As the scanner reads each character, it transitions between states based on the input.
A lexeme ends when:
The FSM reaches an accepting state (indicating a valid token) and the next character
would cause a transition to an invalid or error state for the current pattern.
No further valid extension is possible, adhering to the "maximal munch" rule (also called
the longest-match principle). This rule prioritizes the longest possible valid lexeme
starting from the current position to avoid prematurely truncating tokens.
Explicit delimiters like spaces, punctuation, or newlines intervene, which are often
ignored (as whitespace) or treated as separate tokens.
In cases of ambiguity (where a character sequence could match multiple possible
tokens) the lexer resolves this using the longest-match rule combined with rule
priorities.
Lookahead (peeking at one or more subsequent characters without consuming them) is often
employed to disambiguate without backtracking, ensuring efficiency.

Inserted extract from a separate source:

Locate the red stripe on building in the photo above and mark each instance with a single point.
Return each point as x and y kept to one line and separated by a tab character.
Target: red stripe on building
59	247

This approach prevents errors like splitting a compound operator into separate tokens or
misclassifying a keyword as an identifier. Keywords are typically handled by first matching the
pattern for identifiers (e.g., letter followed by letters/digits), then checking the resulting string
against a keyword table. If it matches a reserved keyword, it's tokenized as such; otherwise, it's
an identifier.
Example: Disambiguating Relational Operators
Consider a programming language like C or Java, where relational operators include >, >=, ==,
and =. Suppose the input stream is x >= y == z;. The lexer starts at 'x' (matches identifier
pattern), ends at space (boundary), then skips whitespace.
At '>', the FSM enters a state for potential '>' or '>=;
It looks ahead to the next character '='. Since '>=' is a longer valid match (per maximal
munch), it consumes both, tokenizing >= as a single relational operator token rather than
separate '>' and '='.
After skipping whitespace, at 'y' (identifier), ends at space.
At '=', the FSM checks ahead: next is another '=', so it matches the longer == (equality
operator) instead of single '=' (assignment).
If the input were x > y = z;, the '>' would be tokenized alone (no following '='), and '='
would be assignment (no following '=').
Without longest-match and lookahead, the lexer might incorrectly split >= into '>' and '=',
leading to syntax errors later. This scanning strategy ensures accurate boundaries by greedily
extending matches while respecting language rules, making the process deterministic and
efficient.
f) Comparison of Single Buffer and Double Buffer Schemes in Lexical Analysis
1. Single Buffer Scheme: The source program is read into one memory buffer. The lexical
analyzer scans characters from this buffer to form tokens. When the buffer becomes empty, it is
refilled with the next block of characters from the input file.
Advantages:
- Simple to implement.
- Requires less memory since only one buffer is used.
Disadvantages:
- When the buffer is exhausted, the lexical analyzer must pause while the buffer is refilled.
- It may be difficult to handle lexemes that span across the boundary of two input blocks.
- Less efficient because frequent I/O operations may interrupt token recognition.
2. Double Buffer Scheme: Two buffers are used instead of one. Each buffer holds a block of
input characters. While the lexical analyzer scans characters from one buffer, the other buffer
can be refilled with new input. Special markers called sentinels are often placed at the end of
each buffer to signal when the analyzer should switch to the other buffer.
Advantages:
- More efficient because the next buffer can be loaded while scanning continues.
- Reduces the number of input/output interruptions.
- Makes it easier to handle lexemes that cross buffer boundaries.
- Supports faster lexical analysis.
Disadvantages:
- Slightly more complex to implement.
- Requires more memory because two buffers are maintained.